Even as Beijing emphasizes economics over soft power in Central Asia, it recognizes that these tools are most formidable when employed in concert, according to Custer.

“In this vein, Chinese leaders doubled down on soft power overtures via education, culture, exchange and media to foster people-to-people ties with Central Asian students and professionals over the last two decades,” Custer said, adding these efforts are important avenues to cultivate future markets for Chinese goods, services and capital in Central Asia.

In its bid to become a premier study-abroad destination for students from Central Asia, China offers less burdensome visa requirements than its competitors and financial assistance for education, according to the report.

“Kazakh and Kyrgyz students were top recipients of Chinese state-backed scholarships, and both countries received a large share of Beijing’s language and cultural promotion efforts in the form of Confucius Institutes at the university level and Confucius Classrooms at the primary and secondary school level,” Custer said.

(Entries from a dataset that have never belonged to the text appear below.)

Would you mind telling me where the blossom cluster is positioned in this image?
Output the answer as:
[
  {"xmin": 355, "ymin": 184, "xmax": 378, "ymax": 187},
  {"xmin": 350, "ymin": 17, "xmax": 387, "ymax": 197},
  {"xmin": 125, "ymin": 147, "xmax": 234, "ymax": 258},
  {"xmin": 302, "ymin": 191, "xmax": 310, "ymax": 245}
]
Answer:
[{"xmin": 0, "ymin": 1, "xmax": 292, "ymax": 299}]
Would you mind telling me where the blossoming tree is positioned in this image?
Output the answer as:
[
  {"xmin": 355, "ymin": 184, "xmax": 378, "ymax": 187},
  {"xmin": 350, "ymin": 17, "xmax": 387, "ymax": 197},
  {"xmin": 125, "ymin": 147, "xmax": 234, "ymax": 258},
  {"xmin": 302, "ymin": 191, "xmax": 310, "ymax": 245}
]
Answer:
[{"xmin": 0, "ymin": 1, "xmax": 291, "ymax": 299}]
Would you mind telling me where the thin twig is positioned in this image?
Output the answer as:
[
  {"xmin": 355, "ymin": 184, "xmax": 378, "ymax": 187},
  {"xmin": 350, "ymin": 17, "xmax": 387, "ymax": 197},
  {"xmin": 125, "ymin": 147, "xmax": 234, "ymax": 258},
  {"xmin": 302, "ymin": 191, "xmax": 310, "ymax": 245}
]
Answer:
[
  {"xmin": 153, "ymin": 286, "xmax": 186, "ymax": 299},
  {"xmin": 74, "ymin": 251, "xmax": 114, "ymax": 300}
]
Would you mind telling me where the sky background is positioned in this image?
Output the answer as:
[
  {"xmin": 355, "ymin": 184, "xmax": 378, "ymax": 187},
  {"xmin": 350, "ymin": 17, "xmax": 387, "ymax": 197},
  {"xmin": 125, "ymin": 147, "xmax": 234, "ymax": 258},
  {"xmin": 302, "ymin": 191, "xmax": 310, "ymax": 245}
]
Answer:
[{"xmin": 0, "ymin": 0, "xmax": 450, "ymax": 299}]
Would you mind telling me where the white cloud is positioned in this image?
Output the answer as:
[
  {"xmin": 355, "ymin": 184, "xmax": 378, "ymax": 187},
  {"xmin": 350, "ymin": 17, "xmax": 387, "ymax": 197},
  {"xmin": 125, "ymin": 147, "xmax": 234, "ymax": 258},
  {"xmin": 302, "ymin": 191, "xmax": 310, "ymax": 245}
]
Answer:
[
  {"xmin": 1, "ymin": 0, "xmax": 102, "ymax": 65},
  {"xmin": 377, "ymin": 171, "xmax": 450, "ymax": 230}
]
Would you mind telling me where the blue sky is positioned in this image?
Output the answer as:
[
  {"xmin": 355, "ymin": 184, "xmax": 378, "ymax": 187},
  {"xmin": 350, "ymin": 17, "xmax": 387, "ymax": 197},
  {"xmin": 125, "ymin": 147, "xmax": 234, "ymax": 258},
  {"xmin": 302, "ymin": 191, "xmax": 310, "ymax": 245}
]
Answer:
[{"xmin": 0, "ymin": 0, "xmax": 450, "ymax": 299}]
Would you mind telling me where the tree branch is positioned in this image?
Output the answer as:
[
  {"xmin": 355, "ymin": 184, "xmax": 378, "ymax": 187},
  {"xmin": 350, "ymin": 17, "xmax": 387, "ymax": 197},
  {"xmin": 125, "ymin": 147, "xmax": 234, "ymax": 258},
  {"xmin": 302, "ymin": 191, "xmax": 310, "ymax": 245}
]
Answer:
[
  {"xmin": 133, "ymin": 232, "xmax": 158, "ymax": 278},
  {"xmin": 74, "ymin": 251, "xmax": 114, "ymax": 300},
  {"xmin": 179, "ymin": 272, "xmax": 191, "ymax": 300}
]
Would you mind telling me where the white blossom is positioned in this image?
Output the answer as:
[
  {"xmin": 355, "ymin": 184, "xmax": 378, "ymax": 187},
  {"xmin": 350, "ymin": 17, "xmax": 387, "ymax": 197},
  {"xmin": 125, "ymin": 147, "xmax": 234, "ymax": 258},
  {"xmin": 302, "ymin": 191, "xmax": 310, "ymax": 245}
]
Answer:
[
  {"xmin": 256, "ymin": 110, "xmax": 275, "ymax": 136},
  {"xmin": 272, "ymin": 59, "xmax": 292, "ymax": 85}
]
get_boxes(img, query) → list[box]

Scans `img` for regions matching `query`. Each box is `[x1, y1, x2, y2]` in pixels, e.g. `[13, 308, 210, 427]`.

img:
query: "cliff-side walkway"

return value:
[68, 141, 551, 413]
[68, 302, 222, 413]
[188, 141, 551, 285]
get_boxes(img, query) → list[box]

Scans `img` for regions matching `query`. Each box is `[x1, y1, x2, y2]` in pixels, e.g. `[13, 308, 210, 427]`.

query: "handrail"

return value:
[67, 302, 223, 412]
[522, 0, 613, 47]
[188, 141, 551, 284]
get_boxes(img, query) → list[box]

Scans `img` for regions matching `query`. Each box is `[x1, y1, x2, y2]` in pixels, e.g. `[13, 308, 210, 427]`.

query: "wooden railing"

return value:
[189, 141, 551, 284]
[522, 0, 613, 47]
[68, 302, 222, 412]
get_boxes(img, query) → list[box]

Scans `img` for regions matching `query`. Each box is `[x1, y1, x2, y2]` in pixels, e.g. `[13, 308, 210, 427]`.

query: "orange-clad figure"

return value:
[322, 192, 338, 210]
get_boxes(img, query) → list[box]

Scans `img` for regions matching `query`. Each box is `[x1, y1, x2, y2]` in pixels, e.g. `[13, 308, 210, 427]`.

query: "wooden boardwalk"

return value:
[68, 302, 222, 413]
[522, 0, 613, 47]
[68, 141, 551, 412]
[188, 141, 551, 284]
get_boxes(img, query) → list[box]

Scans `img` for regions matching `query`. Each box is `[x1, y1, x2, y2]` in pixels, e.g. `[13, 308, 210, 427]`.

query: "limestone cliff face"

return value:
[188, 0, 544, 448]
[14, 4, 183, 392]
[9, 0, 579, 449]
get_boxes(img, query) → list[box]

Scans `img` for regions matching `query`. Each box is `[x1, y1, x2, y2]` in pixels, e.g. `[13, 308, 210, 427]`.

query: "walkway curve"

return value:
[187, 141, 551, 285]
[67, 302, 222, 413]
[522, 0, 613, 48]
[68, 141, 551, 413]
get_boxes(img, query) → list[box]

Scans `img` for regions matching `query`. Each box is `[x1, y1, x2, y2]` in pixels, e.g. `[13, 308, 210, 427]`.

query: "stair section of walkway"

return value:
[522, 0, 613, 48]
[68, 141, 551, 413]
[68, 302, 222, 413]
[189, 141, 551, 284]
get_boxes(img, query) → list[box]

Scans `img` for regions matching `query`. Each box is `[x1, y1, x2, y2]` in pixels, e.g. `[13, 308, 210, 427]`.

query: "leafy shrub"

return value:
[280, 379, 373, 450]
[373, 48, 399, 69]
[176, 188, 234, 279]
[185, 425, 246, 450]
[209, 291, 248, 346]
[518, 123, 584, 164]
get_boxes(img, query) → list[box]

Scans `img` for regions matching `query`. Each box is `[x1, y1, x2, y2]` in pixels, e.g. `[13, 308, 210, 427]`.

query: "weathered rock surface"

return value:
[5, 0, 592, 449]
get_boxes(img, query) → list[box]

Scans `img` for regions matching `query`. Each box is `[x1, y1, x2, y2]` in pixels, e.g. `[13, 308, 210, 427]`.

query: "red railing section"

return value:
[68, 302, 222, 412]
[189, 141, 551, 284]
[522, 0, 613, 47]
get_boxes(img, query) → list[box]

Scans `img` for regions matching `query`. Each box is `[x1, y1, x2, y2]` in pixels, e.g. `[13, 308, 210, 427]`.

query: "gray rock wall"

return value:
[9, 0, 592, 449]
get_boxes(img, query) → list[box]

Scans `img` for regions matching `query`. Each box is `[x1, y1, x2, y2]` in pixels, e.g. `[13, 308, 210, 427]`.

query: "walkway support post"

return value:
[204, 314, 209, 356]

Chinese leaders have also practiced city-level diplomacy to cultivate relationships with public and private sector leaders at the local level, according to the report.

“As a case in point: Turkmenistan’s Mary province received more money from Beijing over two decades than seven of the 13 countries in South and Central Asia,” Custer said. “Kazakhstan’s Atyrau, which received $5 billion, was the second-largest district-level recipient of Chinese state-backed financing in the entire region.”

Investing in security

China has also been investing in security in Central Asia, according to Emil Avdaliani, director of Middle East Studies at the Georgian think tank Geocase.

“Before, Russia was seen as the only and irreplaceable security provider,” Avdaliani said. “China has also penetrated the region. It operates a military base in Tajikistan, funds a new semi-military one there and has increased the number of drills with separate states in the region.”

Avdaliani said that even though China’s position in central Asian countries has evolved quite successfully, China still faces obstacles such as nationalism in the Central Asian states and political elites’ distrust of Beijing.

But the elite also sees that “the five states need China. They need investment, and in the longer run, they need China as a balancer against Russia,” Avdaliani told VOA in an email.

Beijing successfully uses this opportunity, and it is likely to continue in the future, he said.